На пути ко входу в здание зазвонил телефон. Это был Мигель Грис — друг детства, чья поддержка никогда не заставляла себя долго ждать. Мистер Альмарес без сомнений и колебаний доверял ему дела, сделав Мигеля первым приближённым в компании и ведущим бизнес-консультантом, с которым всегда обговаривались ключевые и важные решения, в особенности те из них, какие оказывали прямое влияние на жизнь фирмы в целом.
— Здравствуй, мой друг! — с энтузиазмом и оттенком задора, каким богаты дети, прозвучал в трубке голос Мигеля. Он был одним из немногих, с кем мистер Альмарес позволял себе общение в неофициальном тоне. — К переговорам всё готово. Думаю, что ближе к вечеру я навещу тебя, чтобы ещё раз обговорить все детали.
— Решение ещё не принято, я ещё не сказал «да», — с холодностью ответил Альмарес. — Я больше чем уверен: любая суета — только помеха, способная привести к неверному шагу, — мистер Альмарес замолчал на какое-то мгновение, потому что почувствовал, что его слова шли откуда-то из глубины. — В этом случае всё, что мы сделали и чего достигли, потеряет свой смысл.

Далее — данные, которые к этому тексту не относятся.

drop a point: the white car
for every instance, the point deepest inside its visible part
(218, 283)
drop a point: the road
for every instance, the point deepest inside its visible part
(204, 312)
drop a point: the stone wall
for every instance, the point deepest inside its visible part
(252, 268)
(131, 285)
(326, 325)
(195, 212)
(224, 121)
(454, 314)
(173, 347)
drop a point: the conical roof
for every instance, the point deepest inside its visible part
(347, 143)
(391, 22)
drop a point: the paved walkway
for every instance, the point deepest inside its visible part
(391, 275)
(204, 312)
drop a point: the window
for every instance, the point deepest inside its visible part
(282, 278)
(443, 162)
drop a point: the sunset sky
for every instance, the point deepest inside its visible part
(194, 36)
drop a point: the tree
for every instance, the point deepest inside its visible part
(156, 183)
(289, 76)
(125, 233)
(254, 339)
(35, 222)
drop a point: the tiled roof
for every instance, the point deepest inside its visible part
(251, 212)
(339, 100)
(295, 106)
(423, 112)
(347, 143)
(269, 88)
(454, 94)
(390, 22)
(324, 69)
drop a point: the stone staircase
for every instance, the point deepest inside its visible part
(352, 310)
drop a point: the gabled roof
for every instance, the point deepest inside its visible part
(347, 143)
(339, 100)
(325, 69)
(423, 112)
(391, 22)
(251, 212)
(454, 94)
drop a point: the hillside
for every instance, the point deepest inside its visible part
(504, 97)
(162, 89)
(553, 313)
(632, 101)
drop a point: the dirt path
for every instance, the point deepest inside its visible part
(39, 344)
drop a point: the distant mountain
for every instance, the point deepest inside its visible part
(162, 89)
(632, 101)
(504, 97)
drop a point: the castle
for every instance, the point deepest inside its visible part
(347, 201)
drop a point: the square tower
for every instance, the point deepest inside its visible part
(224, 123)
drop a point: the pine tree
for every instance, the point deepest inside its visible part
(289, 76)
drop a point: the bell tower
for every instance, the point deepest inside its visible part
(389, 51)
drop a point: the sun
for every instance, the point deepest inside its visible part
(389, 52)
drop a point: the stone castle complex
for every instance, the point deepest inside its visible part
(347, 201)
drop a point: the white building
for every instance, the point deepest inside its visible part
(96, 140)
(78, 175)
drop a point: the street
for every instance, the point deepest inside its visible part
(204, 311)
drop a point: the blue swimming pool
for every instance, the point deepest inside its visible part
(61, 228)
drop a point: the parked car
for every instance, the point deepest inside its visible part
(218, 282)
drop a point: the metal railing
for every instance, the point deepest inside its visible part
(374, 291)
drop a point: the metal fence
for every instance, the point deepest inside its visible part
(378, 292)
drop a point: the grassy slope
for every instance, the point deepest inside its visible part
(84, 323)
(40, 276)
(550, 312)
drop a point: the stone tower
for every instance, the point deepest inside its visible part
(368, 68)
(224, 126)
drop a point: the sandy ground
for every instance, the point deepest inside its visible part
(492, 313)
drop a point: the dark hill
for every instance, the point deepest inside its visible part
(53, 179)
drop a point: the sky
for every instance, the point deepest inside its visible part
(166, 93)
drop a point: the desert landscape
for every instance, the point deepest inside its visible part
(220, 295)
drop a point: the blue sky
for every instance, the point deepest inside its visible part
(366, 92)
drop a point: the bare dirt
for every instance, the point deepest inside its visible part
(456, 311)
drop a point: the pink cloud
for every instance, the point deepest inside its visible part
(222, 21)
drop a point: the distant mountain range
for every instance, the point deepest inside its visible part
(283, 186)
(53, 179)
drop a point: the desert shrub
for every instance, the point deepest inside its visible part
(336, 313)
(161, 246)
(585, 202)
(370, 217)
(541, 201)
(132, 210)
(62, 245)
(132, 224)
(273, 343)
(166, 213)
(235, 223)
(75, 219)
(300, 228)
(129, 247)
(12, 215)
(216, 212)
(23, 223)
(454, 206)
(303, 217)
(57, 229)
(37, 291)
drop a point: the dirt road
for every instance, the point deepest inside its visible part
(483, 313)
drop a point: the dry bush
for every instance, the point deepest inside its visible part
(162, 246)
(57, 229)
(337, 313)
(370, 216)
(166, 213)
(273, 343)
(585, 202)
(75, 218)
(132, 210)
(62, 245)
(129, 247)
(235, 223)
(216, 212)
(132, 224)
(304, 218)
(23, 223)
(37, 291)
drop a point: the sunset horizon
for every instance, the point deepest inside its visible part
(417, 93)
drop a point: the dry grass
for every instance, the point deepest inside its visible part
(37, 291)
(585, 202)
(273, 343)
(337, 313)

— Доминико! Я думал, что у тебя не осталось никаких сомнений о необходимости предстоящей сделки, — с усмешкой донеслось с той стороны.
— Сомнения — признак мелочности устремлений, Мигель. Я должен быть осторожным, но не сомневающимся. Ответственность не обязывает к другому, — спокойно произнёс мистер Альмарес. Сомнения были слишком дорогой роскошью в сложившейся ситуации, которую он никак не мог себе позволить. В противном случае глубина происходящего просто раздавила бы его. — Мне пора, — мистер Альмарес резко закончил разговор, распознав в нём бессмысленность.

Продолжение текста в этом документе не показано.